In 2002, he became director (2002-2010) and associate professor in the School of Environmental Studies at the University of Victoria, and promoted to full professor in 2005.

Higgs has held shorter appointments in Science, Technology and Society (1995), the Maurice Young Centre for Applied Ethics at the University of British Columbia (1996), the School of Environmental Studies at the University of Victoria (2000).

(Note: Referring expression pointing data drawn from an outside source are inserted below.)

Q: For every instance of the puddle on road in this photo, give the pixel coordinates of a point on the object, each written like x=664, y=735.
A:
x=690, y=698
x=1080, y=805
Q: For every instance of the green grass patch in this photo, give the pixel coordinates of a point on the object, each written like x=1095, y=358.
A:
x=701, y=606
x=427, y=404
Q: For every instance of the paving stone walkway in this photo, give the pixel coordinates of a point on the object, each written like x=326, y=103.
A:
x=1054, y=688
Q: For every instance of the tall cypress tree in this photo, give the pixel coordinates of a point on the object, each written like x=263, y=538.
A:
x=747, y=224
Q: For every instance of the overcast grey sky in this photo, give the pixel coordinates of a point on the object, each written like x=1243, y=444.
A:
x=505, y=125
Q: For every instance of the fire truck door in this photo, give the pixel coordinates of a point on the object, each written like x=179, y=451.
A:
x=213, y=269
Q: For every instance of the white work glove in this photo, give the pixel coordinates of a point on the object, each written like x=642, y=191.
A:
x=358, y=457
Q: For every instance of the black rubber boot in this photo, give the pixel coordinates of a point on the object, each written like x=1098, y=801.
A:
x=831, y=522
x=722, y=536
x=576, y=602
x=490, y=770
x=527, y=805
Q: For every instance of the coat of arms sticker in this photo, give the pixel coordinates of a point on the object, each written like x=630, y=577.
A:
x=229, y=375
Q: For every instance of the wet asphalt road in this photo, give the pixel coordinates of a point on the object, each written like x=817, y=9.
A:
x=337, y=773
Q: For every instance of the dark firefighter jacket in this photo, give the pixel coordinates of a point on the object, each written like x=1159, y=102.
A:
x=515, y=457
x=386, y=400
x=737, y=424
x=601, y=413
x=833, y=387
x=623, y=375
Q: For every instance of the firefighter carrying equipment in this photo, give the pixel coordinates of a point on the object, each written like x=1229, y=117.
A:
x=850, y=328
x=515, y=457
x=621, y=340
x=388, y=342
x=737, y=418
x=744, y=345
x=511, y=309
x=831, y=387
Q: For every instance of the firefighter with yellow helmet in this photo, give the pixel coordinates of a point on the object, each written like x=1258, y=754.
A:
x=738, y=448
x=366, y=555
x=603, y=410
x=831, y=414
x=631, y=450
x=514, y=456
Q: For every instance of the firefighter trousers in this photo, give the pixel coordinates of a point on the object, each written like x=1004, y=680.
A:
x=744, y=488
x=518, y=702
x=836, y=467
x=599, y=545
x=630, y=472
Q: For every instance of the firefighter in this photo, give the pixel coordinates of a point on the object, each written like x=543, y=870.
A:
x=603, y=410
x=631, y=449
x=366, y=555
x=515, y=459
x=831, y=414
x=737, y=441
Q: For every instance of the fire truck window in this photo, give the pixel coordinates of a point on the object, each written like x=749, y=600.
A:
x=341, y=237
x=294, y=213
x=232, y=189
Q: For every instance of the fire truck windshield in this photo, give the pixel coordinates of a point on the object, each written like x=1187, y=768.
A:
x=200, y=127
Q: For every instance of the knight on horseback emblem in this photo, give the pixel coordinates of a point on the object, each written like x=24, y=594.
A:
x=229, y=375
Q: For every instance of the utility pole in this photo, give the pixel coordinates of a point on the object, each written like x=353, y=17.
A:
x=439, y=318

He was a professor-at-large in the Institute for Advanced Studies at the University of Western Australia (2012-2014).

In addition to work as a professor, he is the Principal Instigator for the Mountain Legacy Project, a field based group studying long term landscape change in the Canadian mountains using repeat photography techniques.

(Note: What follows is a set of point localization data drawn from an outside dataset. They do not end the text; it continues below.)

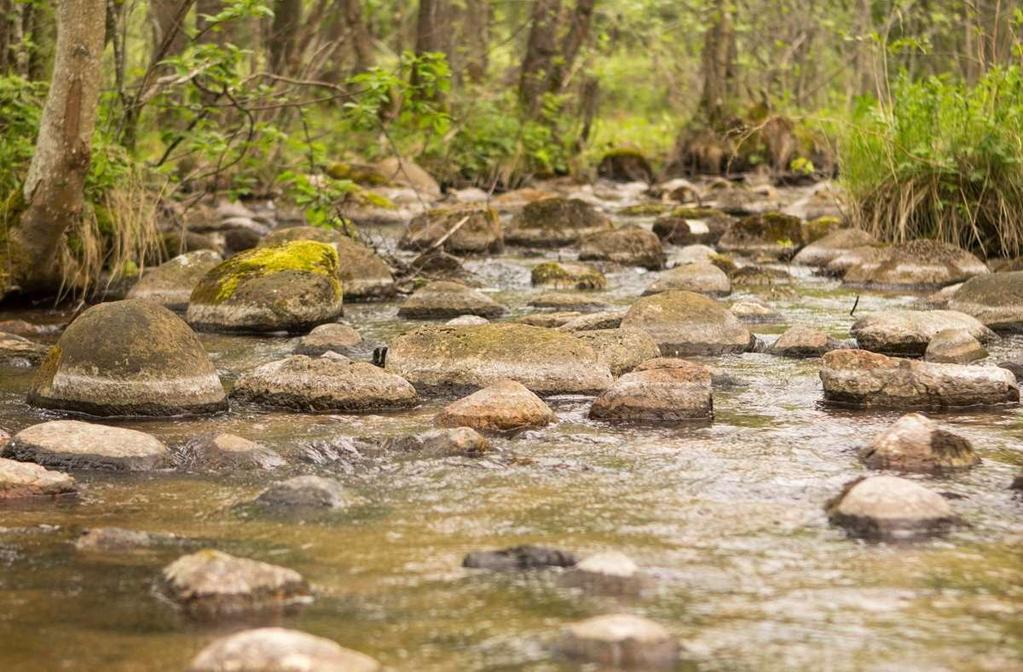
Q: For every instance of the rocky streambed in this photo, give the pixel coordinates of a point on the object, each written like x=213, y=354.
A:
x=696, y=507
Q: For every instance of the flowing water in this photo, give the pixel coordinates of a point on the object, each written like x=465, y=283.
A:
x=727, y=519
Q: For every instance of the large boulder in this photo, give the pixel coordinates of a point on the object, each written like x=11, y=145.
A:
x=620, y=349
x=503, y=406
x=364, y=275
x=442, y=300
x=887, y=507
x=286, y=287
x=917, y=443
x=213, y=584
x=554, y=222
x=908, y=331
x=687, y=323
x=128, y=358
x=859, y=377
x=995, y=300
x=76, y=445
x=331, y=383
x=277, y=650
x=673, y=390
x=568, y=275
x=171, y=283
x=621, y=640
x=685, y=226
x=546, y=361
x=702, y=277
x=915, y=265
x=629, y=245
x=479, y=233
x=771, y=234
x=823, y=252
x=21, y=480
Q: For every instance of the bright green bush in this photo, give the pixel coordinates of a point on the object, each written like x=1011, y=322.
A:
x=941, y=160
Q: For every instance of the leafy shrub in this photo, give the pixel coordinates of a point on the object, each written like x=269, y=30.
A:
x=941, y=160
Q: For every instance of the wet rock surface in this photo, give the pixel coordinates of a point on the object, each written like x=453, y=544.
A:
x=128, y=358
x=76, y=445
x=862, y=378
x=277, y=650
x=211, y=584
x=888, y=507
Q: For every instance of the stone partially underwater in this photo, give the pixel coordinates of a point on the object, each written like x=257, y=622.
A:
x=128, y=358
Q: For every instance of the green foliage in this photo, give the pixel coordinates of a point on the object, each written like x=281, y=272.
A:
x=942, y=160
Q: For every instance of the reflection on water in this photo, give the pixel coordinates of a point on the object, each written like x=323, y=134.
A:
x=727, y=518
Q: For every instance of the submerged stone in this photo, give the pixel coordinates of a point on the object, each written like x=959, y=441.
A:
x=554, y=222
x=328, y=338
x=916, y=265
x=442, y=300
x=128, y=358
x=954, y=347
x=909, y=331
x=277, y=650
x=995, y=300
x=212, y=584
x=77, y=445
x=293, y=286
x=25, y=480
x=887, y=507
x=621, y=640
x=171, y=283
x=304, y=492
x=503, y=406
x=916, y=443
x=455, y=358
x=670, y=390
x=519, y=557
x=685, y=323
x=859, y=377
x=330, y=383
x=568, y=275
x=629, y=245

==Professional activities==
Eric Higgs was chair of the Society for Ecological Restoration International (now Society for Ecological Restoration ser.org). He served previously as secretary to the board from 1995-2001.

== Writings ==
In 2000, he co-edited (with Andrew Light and David Strong) a volume of essays discussing the work of Albert Borgmann which was described by Paul Durbin as one of the first volumes that explicitly strives to establish the philosophy of technology as an academic subdiscipline with canonical texts .

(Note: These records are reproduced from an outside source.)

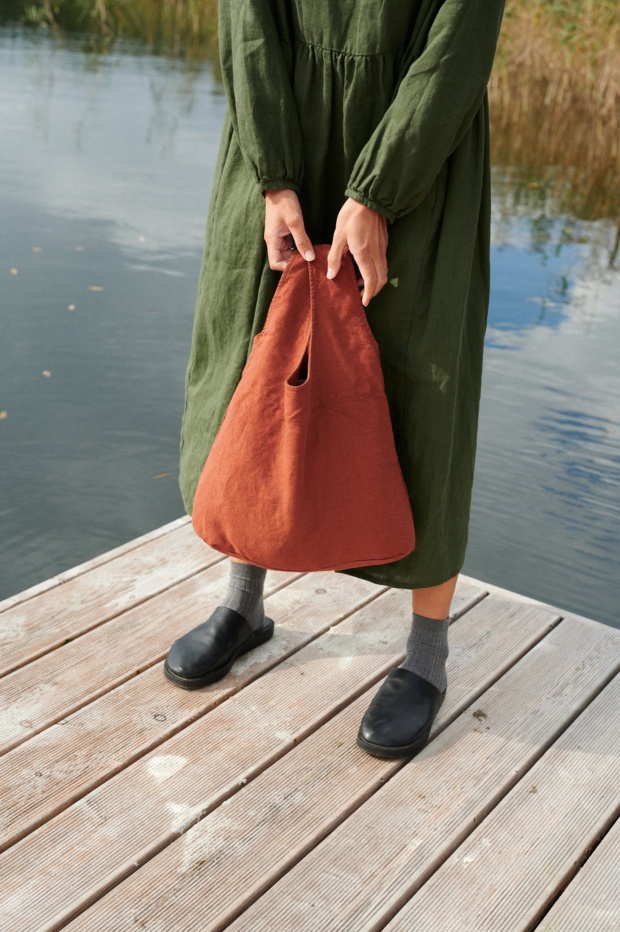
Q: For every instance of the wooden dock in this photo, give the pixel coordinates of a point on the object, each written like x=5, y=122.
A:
x=128, y=803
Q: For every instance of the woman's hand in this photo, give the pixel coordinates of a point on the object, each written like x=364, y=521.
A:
x=283, y=218
x=365, y=232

Higgs' major conceptual contribution to understanding ecological restoration is his 2003 book, Nature By Design: People, Natural Process, and Ecological Restoration (MIT Press).

==Books==
- Higgs, Eric, Andrew Light and David Strong, Technology and the Good Life? University of Chicago Press, 2000. ISBN 0-226-33387-6. A collection of essays discussing the work of Albert Borgmann.
- Higgs, Eric. Nature by Design: People, Natural Process, and Ecological Restoration. MIT Press, 2003. ISBN 0-262-58226-0
- Ian MacLaren, with Eric Higgs and Gabrielle Zezulka-Maillous. Mapper of Mountains: M.P Bridgland in the Canadian Rockies, 1902-1930. University of Alberta Press, 2005.
- Eric Higgs (forward), Dean Apostol, and Marcia Sinclair, Restoring the Pacific Northwest: The Art and Science of Ecological Restoration in Cascadia by (Island Press - Jun 2006)
- Richard Hobbs, Eric Higgs and Carol Hall (eds.). Novel Ecosystems: Intervening in the New Ecological World Order. Wiley, 2013.